On pourrait aussi appeler ces deux pièces Alléluias en échos, car c’est principalement ce phénomène d’échos, de phrases s’entremêlant qui les caractérisent. C’est, en tout cas, ce à quoi me conduisit le projet initial, qui était de faire dialoguer trois chœurs et un ensemble orchestral dans l’immense nef du musée d’Orsay à Paris. Je profitai alors de l’acoustique particulièrement généreuse pour faire dialoguer des hétérophonies multiples, ainsi que de la possibilité d’avoir des sources sonores particulièrement différenciées grâce à une disposition spatiale particulièrement large.
Dès la première pièce, on voit bien se mettre en place cette écriture où l’élément stable, central, est le marimba associé à des pizzicati de cordes autour desquels apparaissent et disparaissent des nappes de sons flottants dans l’espace des trois chœurs.
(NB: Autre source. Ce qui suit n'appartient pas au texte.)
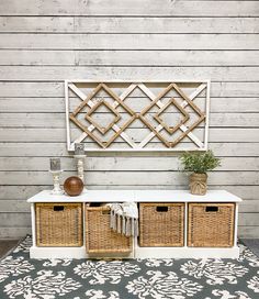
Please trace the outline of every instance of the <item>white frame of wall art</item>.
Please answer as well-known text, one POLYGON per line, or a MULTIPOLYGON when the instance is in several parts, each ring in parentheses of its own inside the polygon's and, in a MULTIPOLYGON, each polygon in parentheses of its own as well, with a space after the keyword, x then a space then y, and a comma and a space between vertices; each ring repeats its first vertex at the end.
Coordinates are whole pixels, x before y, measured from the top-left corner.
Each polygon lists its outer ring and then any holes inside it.
POLYGON ((207 151, 207 140, 209 140, 209 115, 210 115, 210 80, 111 80, 111 81, 98 81, 98 80, 65 80, 65 99, 66 99, 66 126, 67 126, 67 150, 75 151, 75 144, 82 142, 86 137, 90 137, 99 148, 87 147, 85 145, 86 152, 183 152, 183 151, 207 151), (115 93, 108 85, 127 85, 128 86, 121 92, 121 95, 115 93), (146 85, 156 84, 165 84, 167 85, 159 95, 155 95, 146 85), (182 89, 178 85, 190 85, 191 87, 195 86, 194 90, 191 95, 185 95, 182 89), (76 85, 94 85, 92 91, 86 95, 80 88, 76 85), (127 104, 124 103, 124 100, 136 89, 139 88, 142 92, 150 100, 150 103, 142 109, 140 112, 136 112, 132 110, 127 104), (104 99, 99 99, 93 102, 94 96, 100 91, 104 90, 112 100, 113 103, 106 102, 104 99), (180 104, 177 103, 176 99, 172 97, 165 104, 161 102, 161 99, 171 90, 177 92, 179 97, 183 100, 180 104), (205 109, 202 111, 193 101, 198 96, 205 90, 204 101, 205 109), (69 91, 72 91, 77 98, 81 100, 81 103, 70 112, 70 99, 69 91), (167 108, 172 104, 181 115, 183 115, 182 120, 176 126, 170 126, 167 124, 161 118, 167 108), (105 109, 111 111, 113 115, 113 121, 106 126, 103 128, 100 123, 94 122, 91 119, 92 113, 97 113, 95 111, 100 106, 105 106, 105 109), (117 125, 117 122, 121 119, 120 112, 116 110, 117 107, 124 109, 126 113, 128 113, 130 119, 117 125), (158 112, 156 112, 154 120, 157 122, 157 125, 150 124, 145 114, 153 107, 158 107, 158 112), (185 126, 184 122, 189 120, 189 113, 184 110, 185 107, 189 107, 196 113, 198 120, 191 125, 185 126), (85 108, 88 108, 85 119, 89 122, 88 125, 85 125, 81 121, 77 119, 78 113, 82 112, 85 108), (133 123, 135 120, 140 120, 145 125, 145 129, 149 129, 150 133, 147 134, 140 142, 136 143, 133 141, 131 136, 125 133, 125 130, 133 123), (70 124, 74 123, 78 129, 81 130, 81 133, 76 139, 71 140, 71 128, 70 124), (204 123, 203 130, 203 139, 200 140, 192 131, 200 124, 204 123), (114 134, 106 142, 102 142, 98 136, 93 134, 93 131, 97 130, 99 134, 105 135, 106 132, 113 130, 114 134), (173 142, 169 142, 159 132, 165 130, 167 134, 172 135, 177 130, 181 132, 181 134, 173 142), (130 147, 110 147, 112 143, 121 137, 123 142, 130 147), (164 147, 145 147, 154 137, 156 137, 164 147), (177 148, 174 147, 178 143, 180 143, 184 137, 188 137, 193 147, 188 148, 177 148))

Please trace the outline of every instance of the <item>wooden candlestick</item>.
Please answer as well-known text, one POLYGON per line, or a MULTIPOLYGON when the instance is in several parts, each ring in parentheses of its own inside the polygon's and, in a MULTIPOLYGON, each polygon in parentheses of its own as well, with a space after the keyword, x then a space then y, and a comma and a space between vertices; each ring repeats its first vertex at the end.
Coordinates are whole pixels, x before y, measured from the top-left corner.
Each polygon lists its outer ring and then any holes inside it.
POLYGON ((53 185, 54 185, 54 189, 52 190, 52 195, 63 195, 64 191, 60 188, 60 175, 63 173, 63 170, 49 170, 53 175, 53 185))

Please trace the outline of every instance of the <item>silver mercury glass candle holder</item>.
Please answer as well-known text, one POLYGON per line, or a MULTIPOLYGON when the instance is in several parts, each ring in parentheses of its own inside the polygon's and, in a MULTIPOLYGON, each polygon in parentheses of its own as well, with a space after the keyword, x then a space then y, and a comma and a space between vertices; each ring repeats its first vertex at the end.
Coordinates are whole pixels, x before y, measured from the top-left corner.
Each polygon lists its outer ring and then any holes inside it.
POLYGON ((60 188, 60 175, 63 173, 60 158, 50 158, 50 170, 49 173, 53 175, 53 185, 54 189, 52 190, 52 195, 63 195, 64 191, 60 188))
POLYGON ((75 155, 74 157, 77 160, 77 173, 78 177, 82 180, 83 184, 83 190, 82 192, 87 191, 86 185, 85 185, 85 145, 83 143, 75 143, 75 155))

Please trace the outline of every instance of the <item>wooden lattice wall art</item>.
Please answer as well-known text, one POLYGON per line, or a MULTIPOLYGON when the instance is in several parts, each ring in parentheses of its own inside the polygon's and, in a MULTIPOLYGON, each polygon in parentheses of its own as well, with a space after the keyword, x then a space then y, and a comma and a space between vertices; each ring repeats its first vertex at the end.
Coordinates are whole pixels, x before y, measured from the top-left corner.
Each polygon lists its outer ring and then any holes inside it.
POLYGON ((210 81, 66 80, 68 151, 206 151, 210 81))

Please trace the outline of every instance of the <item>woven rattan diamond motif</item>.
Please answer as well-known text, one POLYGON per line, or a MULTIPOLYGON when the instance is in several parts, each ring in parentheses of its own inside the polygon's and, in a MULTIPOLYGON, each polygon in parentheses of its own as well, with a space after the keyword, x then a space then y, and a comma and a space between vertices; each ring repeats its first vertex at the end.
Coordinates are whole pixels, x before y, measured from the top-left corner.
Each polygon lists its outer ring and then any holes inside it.
POLYGON ((209 81, 65 87, 68 151, 77 142, 86 151, 206 150, 209 81))

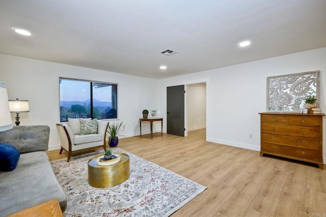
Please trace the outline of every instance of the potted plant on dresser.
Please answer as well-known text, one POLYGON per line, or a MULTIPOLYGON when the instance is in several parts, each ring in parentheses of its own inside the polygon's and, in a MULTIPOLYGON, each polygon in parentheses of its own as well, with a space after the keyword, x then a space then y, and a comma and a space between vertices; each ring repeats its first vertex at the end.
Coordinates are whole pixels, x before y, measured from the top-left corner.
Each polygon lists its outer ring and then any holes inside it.
POLYGON ((115 122, 113 123, 109 123, 107 127, 107 136, 108 137, 108 145, 110 147, 116 147, 119 143, 118 136, 123 136, 120 133, 124 130, 123 122, 115 122))
POLYGON ((148 110, 147 109, 144 109, 143 110, 143 118, 147 119, 148 117, 148 110))
POLYGON ((316 108, 317 106, 316 105, 316 102, 317 101, 317 99, 315 98, 315 96, 310 96, 305 99, 305 102, 309 104, 309 108, 316 108))

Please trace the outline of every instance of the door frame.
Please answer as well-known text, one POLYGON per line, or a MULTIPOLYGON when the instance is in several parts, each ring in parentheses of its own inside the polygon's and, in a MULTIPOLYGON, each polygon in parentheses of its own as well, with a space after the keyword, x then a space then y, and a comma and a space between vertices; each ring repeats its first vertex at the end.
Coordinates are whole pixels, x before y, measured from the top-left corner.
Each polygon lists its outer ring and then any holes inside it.
MULTIPOLYGON (((202 80, 198 80, 194 82, 191 82, 186 83, 177 83, 177 84, 169 84, 168 85, 167 85, 165 87, 166 89, 167 87, 169 86, 178 86, 178 85, 184 85, 184 90, 185 90, 185 94, 184 95, 184 127, 185 128, 185 130, 184 131, 184 136, 187 136, 188 135, 188 117, 187 117, 187 110, 188 108, 187 106, 187 98, 188 97, 188 85, 192 84, 196 84, 198 83, 206 83, 206 140, 207 141, 207 139, 209 138, 209 117, 210 117, 210 112, 209 112, 209 80, 203 79, 202 80)), ((167 98, 166 98, 166 103, 167 101, 167 98)), ((166 104, 166 110, 167 109, 167 105, 166 104)), ((166 128, 166 132, 167 130, 166 128)))

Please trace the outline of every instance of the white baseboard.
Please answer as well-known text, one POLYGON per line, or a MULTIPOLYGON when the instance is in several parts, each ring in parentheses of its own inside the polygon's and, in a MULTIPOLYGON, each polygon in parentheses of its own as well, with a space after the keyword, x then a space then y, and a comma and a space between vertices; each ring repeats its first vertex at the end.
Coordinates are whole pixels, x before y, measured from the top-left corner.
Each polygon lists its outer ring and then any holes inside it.
POLYGON ((188 131, 192 131, 193 130, 200 130, 200 129, 204 129, 204 128, 206 128, 206 126, 199 126, 199 127, 196 127, 195 128, 188 128, 188 131))
POLYGON ((237 147, 239 148, 246 148, 249 150, 254 151, 260 151, 260 146, 256 146, 249 144, 240 143, 238 142, 231 142, 230 141, 222 140, 220 139, 215 139, 209 138, 207 139, 209 142, 214 142, 215 143, 222 144, 222 145, 230 145, 231 146, 237 147))

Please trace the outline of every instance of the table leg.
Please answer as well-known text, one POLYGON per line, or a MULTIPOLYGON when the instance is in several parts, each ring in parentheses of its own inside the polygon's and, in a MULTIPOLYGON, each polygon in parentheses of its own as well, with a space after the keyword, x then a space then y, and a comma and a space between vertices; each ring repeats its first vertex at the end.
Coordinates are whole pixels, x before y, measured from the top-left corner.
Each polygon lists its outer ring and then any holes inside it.
POLYGON ((140 126, 140 128, 141 128, 141 138, 142 138, 142 121, 140 120, 139 122, 140 122, 139 126, 140 126))

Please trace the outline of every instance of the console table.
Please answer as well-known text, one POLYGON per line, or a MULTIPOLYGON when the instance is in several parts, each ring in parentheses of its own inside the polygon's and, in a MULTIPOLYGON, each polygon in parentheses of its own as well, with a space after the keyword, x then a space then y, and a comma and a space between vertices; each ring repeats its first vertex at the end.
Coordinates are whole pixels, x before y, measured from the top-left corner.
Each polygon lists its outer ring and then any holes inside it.
POLYGON ((139 118, 141 128, 141 138, 142 137, 142 121, 149 121, 151 123, 151 138, 153 139, 153 122, 161 121, 161 137, 163 136, 163 118, 139 118))

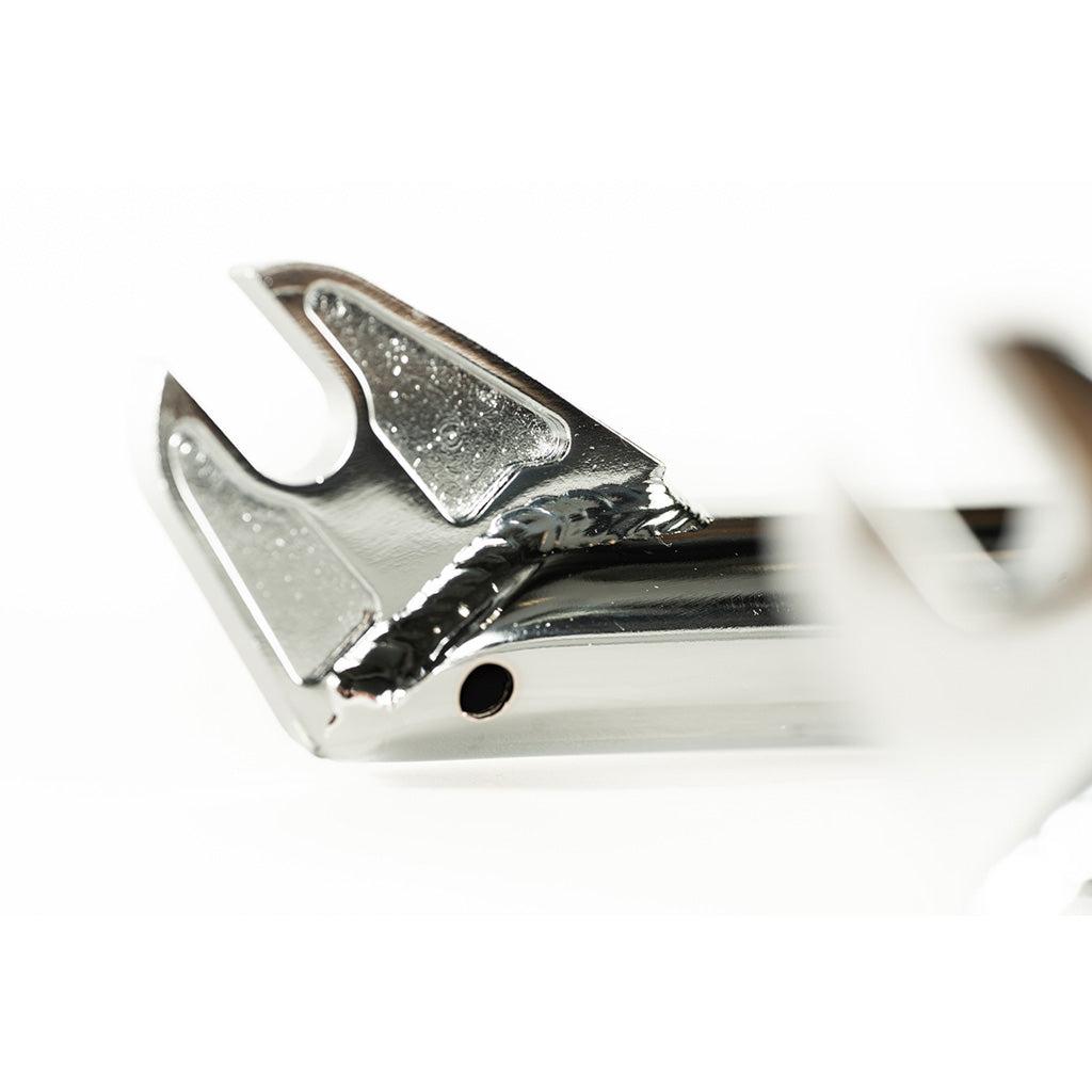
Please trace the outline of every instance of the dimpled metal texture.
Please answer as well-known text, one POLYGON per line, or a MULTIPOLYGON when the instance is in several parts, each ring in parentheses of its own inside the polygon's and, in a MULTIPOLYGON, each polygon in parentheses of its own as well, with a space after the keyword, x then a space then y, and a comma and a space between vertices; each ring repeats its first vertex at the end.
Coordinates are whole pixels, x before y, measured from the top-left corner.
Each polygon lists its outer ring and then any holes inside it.
POLYGON ((300 508, 240 488, 195 431, 168 450, 190 514, 285 669, 321 678, 370 621, 371 590, 300 508))
POLYGON ((524 467, 566 455, 563 422, 367 297, 320 282, 307 307, 367 384, 376 435, 451 523, 480 515, 524 467))

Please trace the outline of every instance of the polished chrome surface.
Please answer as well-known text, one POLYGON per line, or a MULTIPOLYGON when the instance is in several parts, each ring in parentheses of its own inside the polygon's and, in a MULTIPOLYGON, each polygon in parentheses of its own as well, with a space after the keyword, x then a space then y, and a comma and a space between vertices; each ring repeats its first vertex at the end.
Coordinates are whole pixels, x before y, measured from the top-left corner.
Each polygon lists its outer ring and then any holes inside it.
MULTIPOLYGON (((818 625, 815 542, 786 554, 776 521, 692 511, 641 449, 351 274, 236 278, 353 440, 324 476, 270 480, 167 376, 145 477, 266 698, 316 753, 858 740, 818 625), (502 695, 467 705, 482 665, 502 695)), ((1006 512, 935 514, 942 547, 902 571, 934 605, 960 589, 960 624, 1004 614, 1022 586, 1006 512)), ((906 519, 921 525, 890 511, 857 522, 898 553, 906 519)))

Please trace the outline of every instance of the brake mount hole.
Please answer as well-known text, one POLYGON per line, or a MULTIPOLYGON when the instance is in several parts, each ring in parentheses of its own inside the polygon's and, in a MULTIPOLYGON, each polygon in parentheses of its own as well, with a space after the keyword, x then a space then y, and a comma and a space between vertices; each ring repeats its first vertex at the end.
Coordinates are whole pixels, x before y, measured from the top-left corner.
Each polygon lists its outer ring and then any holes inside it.
POLYGON ((500 664, 479 664, 463 679, 459 708, 482 720, 499 713, 512 697, 512 673, 500 664))

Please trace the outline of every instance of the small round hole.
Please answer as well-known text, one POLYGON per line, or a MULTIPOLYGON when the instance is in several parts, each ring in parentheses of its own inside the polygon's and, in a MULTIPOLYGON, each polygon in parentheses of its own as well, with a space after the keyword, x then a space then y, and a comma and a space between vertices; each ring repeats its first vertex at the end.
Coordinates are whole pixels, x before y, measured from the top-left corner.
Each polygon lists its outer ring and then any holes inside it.
POLYGON ((480 664, 463 679, 459 708, 467 716, 492 716, 511 697, 512 673, 500 664, 480 664))

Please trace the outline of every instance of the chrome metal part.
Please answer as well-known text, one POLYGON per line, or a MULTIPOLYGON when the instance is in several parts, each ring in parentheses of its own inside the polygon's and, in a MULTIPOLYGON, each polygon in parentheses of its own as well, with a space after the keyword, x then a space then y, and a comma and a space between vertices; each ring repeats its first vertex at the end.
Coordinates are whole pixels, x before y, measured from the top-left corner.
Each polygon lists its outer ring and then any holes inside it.
MULTIPOLYGON (((640 448, 351 274, 235 275, 354 440, 324 477, 270 480, 168 375, 146 479, 263 692, 316 753, 855 738, 805 594, 814 559, 785 561, 769 522, 692 511, 640 448), (467 708, 483 665, 503 700, 467 708)), ((970 547, 943 571, 965 555, 1002 572, 1002 517, 968 513, 970 547)))
POLYGON ((323 478, 270 480, 167 376, 147 478, 296 738, 380 758, 842 738, 755 521, 691 511, 640 448, 349 274, 236 278, 354 442, 323 478), (472 714, 483 664, 509 693, 472 714))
Cette première guirlande alléluiatique commente la phrase «De profundis, clamavi at te Domine» [Des profondeurs, je crie vers toi, Seigneur], mais dans une atmosphère de danse rituelle assez répétitive et sereine.
La seconde, plus majestueuse, imposante par ses polyphonies de masses chorales descendantes, commente la phrase «Tu es Petrus et super hanc petrum ædificabo ecclesiam meam» [Tu es Pierre, et sur cette pierre j’édifierai mon église]. Le texte y est souvent martelé de façon syllabique et rythmique, et les formules alléluiatiques deviennent de plus en plus ornées, rappelant les ornementations neumatiques foisonnantes qui caractérisent les alléluias grégoriens qui restent la base de l’inspiration mélodique des deux pièces.